-
Notifications
You must be signed in to change notification settings - Fork 99
JenaTextSparql: multi-word search returns 0 results (space escaped as Lucene special character) #1930
Description
Summary
Multi-word search queries return 0 results when using sparqlDialect "JenaText", even though each word individually matches correctly.
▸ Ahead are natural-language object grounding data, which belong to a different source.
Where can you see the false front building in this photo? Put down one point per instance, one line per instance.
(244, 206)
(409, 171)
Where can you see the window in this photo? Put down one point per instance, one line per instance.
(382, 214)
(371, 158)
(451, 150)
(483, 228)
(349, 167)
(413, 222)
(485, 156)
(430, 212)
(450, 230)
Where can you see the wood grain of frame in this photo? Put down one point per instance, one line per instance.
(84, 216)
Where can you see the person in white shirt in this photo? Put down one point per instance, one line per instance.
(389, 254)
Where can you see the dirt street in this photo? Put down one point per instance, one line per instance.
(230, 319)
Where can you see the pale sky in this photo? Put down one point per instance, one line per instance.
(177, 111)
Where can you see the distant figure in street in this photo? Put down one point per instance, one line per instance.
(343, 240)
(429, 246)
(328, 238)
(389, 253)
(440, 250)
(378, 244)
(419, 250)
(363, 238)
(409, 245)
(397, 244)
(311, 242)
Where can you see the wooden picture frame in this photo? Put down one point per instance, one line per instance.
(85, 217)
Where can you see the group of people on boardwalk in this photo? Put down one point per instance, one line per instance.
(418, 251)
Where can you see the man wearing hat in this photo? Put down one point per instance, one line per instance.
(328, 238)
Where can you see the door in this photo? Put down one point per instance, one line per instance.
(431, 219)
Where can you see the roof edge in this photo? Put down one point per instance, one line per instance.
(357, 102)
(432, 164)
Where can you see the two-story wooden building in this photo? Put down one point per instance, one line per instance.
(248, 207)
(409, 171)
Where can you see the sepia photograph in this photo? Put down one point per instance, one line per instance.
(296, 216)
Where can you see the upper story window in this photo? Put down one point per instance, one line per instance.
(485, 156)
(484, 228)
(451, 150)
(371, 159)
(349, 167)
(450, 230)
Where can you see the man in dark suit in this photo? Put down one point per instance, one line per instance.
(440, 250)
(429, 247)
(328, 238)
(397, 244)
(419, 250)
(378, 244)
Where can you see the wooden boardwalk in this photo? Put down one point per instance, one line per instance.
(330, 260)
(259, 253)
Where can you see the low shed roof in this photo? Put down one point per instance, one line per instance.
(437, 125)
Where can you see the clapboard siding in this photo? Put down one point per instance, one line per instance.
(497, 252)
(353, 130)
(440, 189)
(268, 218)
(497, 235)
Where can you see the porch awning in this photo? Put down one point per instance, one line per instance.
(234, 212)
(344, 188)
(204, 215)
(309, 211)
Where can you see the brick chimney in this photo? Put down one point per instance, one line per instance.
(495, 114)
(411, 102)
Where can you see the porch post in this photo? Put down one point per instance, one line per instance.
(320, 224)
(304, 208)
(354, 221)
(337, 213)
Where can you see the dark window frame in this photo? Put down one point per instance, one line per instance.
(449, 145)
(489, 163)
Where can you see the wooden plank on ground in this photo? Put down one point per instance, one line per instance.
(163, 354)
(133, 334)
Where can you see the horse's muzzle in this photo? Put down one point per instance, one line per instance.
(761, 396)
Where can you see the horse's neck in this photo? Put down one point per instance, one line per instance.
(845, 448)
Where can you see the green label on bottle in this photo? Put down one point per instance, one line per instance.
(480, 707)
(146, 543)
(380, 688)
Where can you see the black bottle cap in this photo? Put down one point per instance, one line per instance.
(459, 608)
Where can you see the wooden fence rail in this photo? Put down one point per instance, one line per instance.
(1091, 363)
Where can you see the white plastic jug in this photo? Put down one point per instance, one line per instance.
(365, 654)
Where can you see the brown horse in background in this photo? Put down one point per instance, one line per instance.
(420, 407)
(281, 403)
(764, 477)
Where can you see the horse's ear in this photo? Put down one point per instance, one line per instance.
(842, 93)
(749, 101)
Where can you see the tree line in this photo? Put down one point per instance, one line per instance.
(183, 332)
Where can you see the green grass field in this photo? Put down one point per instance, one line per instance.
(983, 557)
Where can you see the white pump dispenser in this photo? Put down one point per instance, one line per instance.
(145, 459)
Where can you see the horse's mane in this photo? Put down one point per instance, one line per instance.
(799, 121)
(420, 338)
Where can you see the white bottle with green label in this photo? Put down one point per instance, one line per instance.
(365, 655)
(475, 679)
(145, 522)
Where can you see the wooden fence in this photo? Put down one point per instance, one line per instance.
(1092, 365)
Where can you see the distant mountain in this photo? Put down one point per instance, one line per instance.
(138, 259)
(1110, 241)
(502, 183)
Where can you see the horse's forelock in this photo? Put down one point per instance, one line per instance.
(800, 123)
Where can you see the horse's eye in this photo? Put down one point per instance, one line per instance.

This affects both the UI search and the REST API.
Reproduction
Using stock Skosmos 3.1 with Fuseki 5.4.0 (StandardAnalyzer, default config).
Test vocabulary — a simple 9-concept SKOS vocabulary with multi-word labels:
@prefix skos: <http://www.w3.org/2004/02/skos/core#> .
@prefix ex: <http://example.org/test/> .
ex:scheme a skos:ConceptScheme ;
skos:hasTopConcept ex:cat, ex:dog .
ex:cat a skos:Concept ;
skos:inScheme ex:scheme ;
skos:prefLabel "Cat"@en ;
skos:altLabel "Domestic cat"@en .
ex:siamese a skos:Concept ;
skos:inScheme ex:scheme ;
skos:prefLabel "Siamese cat"@en ;
skos:broader ex:cat .
ex:dog a skos:Concept ;
skos:inScheme ex:scheme ;
skos:prefLabel "Dog"@en .
ex:labrador a skos:Concept ;
skos:inScheme ex:scheme ;
skos:prefLabel "Labrador retriever"@en ;
skos:broader ex:dog .Results via REST API:
| Search query | Expected | Actual |
|---|---|---|
Siamese* |
1 result (Siamese cat) | 1 result ✅ |
Siamese cat* |
1 result (Siamese cat) | 0 results ❌ |
Labrador retriever* |
1 result | 0 results ❌ |
Domestic cat* |
1 result (altLabel match) | 0 results ❌ |
# Works:
curl -s 'http://localhost:9090/rest/v1/test/search?query=Siamese*&lang=en'
# → {"results":[{"prefLabel":"Siamese cat",...}]}
# Broken:
curl -s 'http://localhost:9090/rest/v1/test/search?query=Siamese+cat*&lang=en'
# → {"results":[]}Root Cause
In src/model/sparql/JenaTextSparql.php, the LUCENE_ESCAPE_CHARS constant includes a space character at position 0:
public const LUCENE_ESCAPE_CHARS = ' +-&|!(){}[]^"~?:\\/';
// ^ space hereThe createTextQueryCondition() method escapes every character in that list:
$lucenemap[$char] = '\\' . $char;
$term = strtr($term, $lucenemap);This transforms "Siamese cat*" into "Siamese\ cat*", telling Lucene to treat the space as a literal character rather than a word separator.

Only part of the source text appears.